So I finally am getting a required physical for my upcoming cataract surgery, and several of the GP’s and Internists I called want $500 or more, cash, plus insurance to schedule an appointment.
Has anyone else come across these additional payment requirements from MD’s?
It is a way for doctors/dentists to get around fee caps set by insurance companies.
Concierge medicine.
It's what happens when you expect great care but insurance won't pay for it.
Docs say, pay me cash, I'll offer you a suite of services and everyone wins.
Would any of the rest of us allow a third party to pay us a fraction of what our work is worth just because they say so? Take a close look at the "EOB" your insurance company sends you after a medical procedure to see what the doc bills, and what he/she actually gets paid. When I owned a body shop, I stopped taking jobs from certain insurance companies because of the screwing I kept getting from their "adjusters". Some docs are in the same boat, including the primary care physician I've had for 30+ years. He's almost ready to hang up his spurs and quit riding the insurance bronco, and he's one of the best docs I've ever had!
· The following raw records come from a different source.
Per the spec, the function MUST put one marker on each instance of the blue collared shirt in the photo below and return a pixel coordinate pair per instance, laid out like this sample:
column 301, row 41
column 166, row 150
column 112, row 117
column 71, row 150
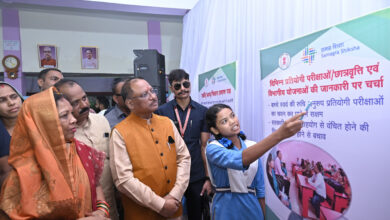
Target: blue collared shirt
column 196, row 125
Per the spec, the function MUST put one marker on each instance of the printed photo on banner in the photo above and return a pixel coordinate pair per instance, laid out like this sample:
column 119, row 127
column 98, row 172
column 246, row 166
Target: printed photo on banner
column 307, row 180
column 47, row 55
column 89, row 57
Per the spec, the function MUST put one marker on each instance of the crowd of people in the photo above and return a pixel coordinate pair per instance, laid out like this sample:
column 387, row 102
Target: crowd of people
column 134, row 161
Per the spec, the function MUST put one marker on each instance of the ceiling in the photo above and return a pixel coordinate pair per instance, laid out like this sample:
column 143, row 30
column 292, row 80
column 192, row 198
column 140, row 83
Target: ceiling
column 158, row 7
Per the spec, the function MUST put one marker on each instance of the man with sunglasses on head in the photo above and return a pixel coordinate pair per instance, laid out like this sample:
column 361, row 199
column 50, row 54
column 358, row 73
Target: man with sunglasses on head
column 150, row 162
column 188, row 117
column 119, row 111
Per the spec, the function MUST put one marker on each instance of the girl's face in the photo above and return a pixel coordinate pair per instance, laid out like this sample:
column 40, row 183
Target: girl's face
column 68, row 122
column 227, row 123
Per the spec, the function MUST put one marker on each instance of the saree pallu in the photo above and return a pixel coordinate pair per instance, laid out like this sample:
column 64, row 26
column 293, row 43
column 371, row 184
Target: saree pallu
column 48, row 180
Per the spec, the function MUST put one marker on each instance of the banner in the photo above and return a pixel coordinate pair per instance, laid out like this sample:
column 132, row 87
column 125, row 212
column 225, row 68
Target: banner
column 218, row 86
column 336, row 165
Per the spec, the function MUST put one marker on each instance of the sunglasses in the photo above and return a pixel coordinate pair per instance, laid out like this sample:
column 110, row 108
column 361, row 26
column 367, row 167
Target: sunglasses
column 185, row 84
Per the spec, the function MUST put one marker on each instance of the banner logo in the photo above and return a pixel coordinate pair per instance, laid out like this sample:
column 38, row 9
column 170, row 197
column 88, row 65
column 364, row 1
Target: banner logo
column 284, row 61
column 308, row 55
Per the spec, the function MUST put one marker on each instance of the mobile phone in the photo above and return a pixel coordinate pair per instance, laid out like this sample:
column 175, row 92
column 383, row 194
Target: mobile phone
column 307, row 108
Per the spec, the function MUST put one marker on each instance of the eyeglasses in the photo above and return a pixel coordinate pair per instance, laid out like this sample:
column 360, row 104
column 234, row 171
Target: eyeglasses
column 146, row 94
column 186, row 84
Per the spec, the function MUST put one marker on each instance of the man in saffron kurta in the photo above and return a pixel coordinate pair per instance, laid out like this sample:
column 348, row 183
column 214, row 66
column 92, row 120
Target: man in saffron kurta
column 151, row 163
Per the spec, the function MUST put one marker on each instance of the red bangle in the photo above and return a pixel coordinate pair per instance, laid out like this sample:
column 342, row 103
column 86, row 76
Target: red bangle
column 102, row 202
column 104, row 210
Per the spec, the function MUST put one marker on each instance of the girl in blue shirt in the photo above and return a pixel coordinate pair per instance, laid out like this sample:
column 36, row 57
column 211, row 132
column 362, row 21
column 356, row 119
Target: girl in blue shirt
column 234, row 165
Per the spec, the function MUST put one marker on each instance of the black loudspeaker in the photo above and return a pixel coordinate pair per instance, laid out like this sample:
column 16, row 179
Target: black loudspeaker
column 150, row 65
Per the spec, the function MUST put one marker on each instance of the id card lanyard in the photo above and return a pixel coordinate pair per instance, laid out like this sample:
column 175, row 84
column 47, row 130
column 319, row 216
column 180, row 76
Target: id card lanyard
column 183, row 129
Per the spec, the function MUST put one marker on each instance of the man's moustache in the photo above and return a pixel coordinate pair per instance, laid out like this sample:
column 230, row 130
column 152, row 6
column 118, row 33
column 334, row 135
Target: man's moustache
column 83, row 110
column 180, row 93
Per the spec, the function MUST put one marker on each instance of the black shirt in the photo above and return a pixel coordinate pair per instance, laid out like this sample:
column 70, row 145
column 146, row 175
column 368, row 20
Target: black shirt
column 196, row 124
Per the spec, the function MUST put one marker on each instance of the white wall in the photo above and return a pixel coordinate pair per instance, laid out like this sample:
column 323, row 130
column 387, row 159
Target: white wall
column 115, row 34
column 1, row 40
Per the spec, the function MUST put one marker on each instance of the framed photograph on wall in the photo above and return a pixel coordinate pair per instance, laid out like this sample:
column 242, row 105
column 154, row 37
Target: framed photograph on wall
column 89, row 58
column 47, row 55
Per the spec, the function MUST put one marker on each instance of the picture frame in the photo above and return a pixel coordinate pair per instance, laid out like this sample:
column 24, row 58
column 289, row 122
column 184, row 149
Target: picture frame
column 47, row 56
column 89, row 57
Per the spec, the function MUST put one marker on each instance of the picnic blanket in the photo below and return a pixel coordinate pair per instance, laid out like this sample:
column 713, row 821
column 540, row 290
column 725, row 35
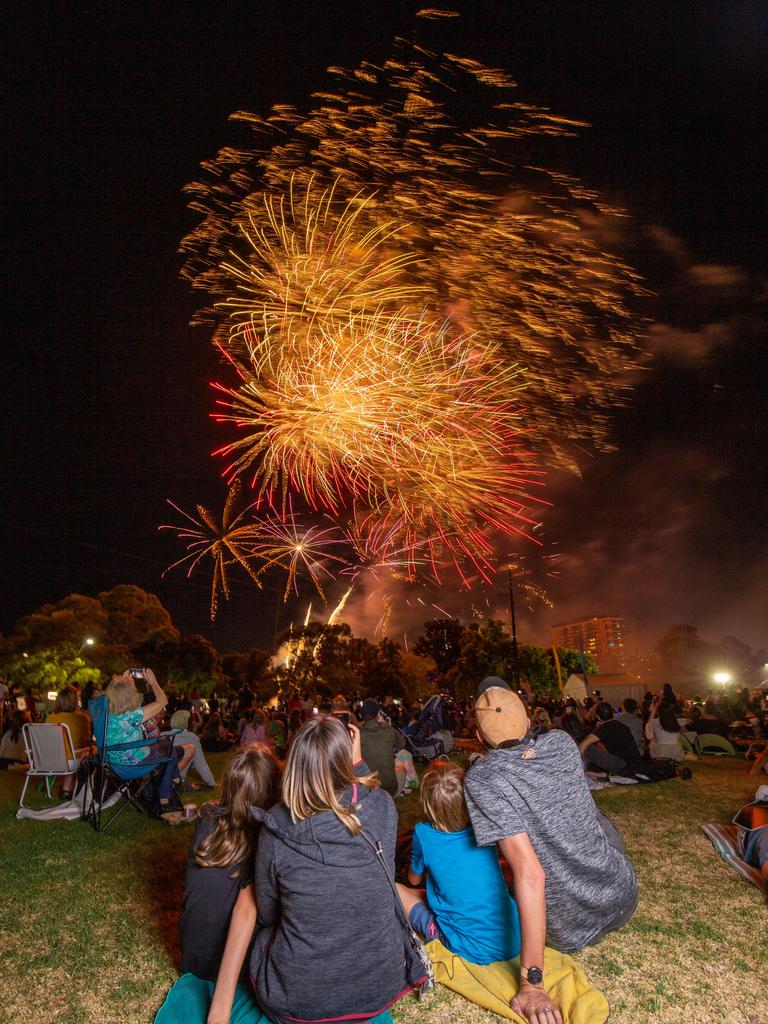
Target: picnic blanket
column 494, row 985
column 724, row 839
column 189, row 998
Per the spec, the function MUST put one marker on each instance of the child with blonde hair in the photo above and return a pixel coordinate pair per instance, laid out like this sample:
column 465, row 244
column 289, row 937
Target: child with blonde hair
column 466, row 903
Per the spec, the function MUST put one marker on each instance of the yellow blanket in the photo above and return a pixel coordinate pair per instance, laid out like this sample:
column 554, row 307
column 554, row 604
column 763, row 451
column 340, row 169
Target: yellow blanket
column 494, row 985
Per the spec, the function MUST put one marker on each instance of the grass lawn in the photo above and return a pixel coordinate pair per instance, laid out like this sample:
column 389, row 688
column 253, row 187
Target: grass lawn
column 88, row 924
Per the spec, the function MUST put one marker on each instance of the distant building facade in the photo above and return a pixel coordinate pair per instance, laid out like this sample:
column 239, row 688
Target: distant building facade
column 601, row 636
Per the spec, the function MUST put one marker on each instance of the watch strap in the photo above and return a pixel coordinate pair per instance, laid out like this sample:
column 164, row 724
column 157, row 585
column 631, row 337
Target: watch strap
column 537, row 972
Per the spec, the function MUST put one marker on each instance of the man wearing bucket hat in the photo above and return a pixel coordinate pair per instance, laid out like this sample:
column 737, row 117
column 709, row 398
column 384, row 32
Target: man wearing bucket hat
column 529, row 795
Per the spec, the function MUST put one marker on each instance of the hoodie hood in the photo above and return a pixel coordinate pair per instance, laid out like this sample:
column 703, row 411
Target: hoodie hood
column 323, row 838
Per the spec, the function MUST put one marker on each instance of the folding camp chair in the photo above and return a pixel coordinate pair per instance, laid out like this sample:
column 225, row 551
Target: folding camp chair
column 50, row 753
column 709, row 742
column 430, row 739
column 109, row 774
column 686, row 743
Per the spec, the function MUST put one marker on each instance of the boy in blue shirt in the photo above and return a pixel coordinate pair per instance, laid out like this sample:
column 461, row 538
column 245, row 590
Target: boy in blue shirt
column 466, row 903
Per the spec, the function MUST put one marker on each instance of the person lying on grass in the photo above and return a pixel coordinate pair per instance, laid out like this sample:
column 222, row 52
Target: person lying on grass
column 571, row 880
column 219, row 908
column 466, row 903
column 124, row 726
column 753, row 834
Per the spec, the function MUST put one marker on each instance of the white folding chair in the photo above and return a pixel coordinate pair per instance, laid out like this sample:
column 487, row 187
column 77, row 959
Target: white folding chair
column 50, row 753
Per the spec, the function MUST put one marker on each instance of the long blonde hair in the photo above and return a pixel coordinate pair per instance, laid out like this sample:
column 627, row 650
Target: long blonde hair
column 251, row 779
column 318, row 769
column 122, row 695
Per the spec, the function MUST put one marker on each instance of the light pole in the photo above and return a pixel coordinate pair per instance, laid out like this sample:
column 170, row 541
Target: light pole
column 515, row 656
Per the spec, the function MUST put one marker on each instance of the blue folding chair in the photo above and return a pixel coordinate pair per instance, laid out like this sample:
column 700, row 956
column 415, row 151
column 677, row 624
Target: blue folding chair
column 108, row 773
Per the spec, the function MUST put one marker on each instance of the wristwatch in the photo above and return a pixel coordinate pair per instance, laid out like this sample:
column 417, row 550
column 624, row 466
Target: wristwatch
column 534, row 975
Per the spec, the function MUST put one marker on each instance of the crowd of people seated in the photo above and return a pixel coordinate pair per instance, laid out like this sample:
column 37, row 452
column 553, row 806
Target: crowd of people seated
column 306, row 822
column 316, row 922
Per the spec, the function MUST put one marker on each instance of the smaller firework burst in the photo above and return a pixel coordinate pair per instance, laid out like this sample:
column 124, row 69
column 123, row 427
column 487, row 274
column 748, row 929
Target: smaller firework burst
column 225, row 540
column 291, row 546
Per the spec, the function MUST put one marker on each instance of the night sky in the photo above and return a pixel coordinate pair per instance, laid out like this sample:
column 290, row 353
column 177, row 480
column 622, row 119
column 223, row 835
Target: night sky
column 105, row 387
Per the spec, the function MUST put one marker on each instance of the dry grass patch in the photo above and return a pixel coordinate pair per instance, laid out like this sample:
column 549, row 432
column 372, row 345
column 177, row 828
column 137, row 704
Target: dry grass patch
column 88, row 924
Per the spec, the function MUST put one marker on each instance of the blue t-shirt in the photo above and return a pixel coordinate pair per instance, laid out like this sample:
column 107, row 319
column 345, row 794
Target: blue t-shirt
column 467, row 893
column 126, row 728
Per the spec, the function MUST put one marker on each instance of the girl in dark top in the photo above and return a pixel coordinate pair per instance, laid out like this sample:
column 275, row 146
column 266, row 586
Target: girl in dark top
column 219, row 908
column 330, row 943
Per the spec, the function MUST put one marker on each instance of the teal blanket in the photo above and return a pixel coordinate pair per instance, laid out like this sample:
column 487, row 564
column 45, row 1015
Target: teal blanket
column 189, row 998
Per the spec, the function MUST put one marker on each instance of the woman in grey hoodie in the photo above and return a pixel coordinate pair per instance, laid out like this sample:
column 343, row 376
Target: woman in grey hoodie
column 330, row 941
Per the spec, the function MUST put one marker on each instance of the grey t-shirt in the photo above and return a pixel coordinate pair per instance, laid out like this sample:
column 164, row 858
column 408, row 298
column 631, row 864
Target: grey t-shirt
column 589, row 882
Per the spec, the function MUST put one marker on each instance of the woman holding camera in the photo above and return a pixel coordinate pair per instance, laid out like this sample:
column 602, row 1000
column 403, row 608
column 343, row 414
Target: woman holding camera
column 125, row 726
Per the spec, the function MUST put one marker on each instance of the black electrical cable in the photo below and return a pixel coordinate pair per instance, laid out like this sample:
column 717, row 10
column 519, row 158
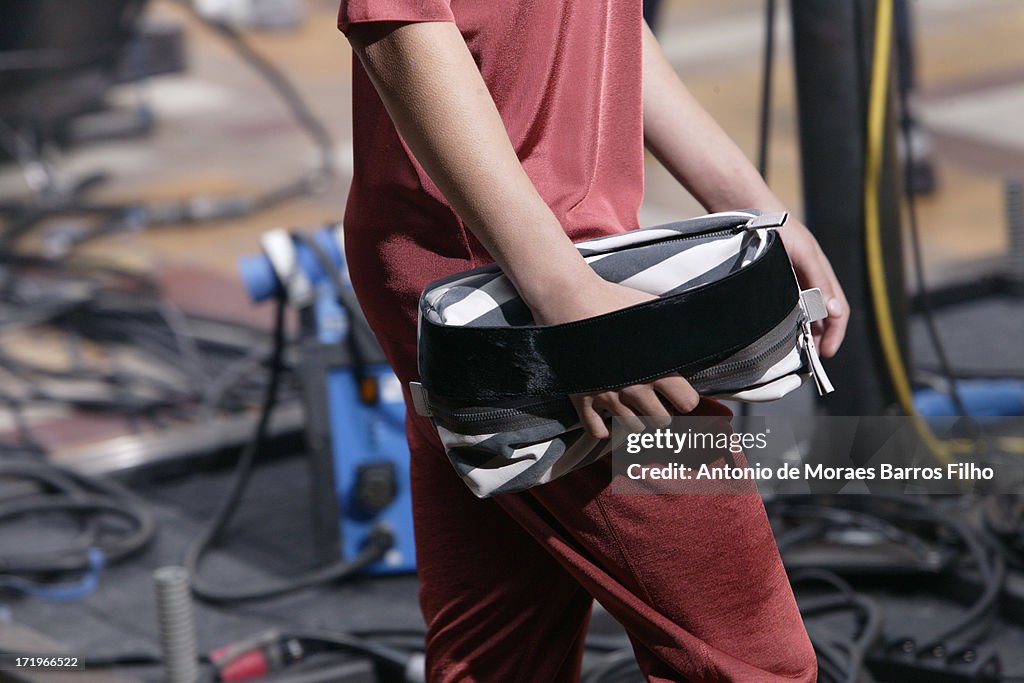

What Hotrod said is what that phenomenon is all about. In a hospital-run system, it’s just greed by the board/exec admin, as their revenues are padded a few different ways. But for a free-standing, non- hospital affiliate primary care or internal medicine office, lab/ekg/cxr may or may not be onsite, doing an hour-long physical in a complex older gentleman, off the street unknown guy to the practice, plus lab interpretations and surgeon paperwork and handholding, plus whatever “oh by the way i have chest pain today” surprises that get sprung, it’s a loss leader for their business. For the same time/effort on the schedule, one could see four or five patients each reimbursing about the same, or more, as that one physical.
I.e. insurers do not want to pay for physicals, guy wants a physical, the cost gets passed to the guy consuming the service his insurer won’t cover, doctor gets the blame. Nice racket to be an insurer, eh?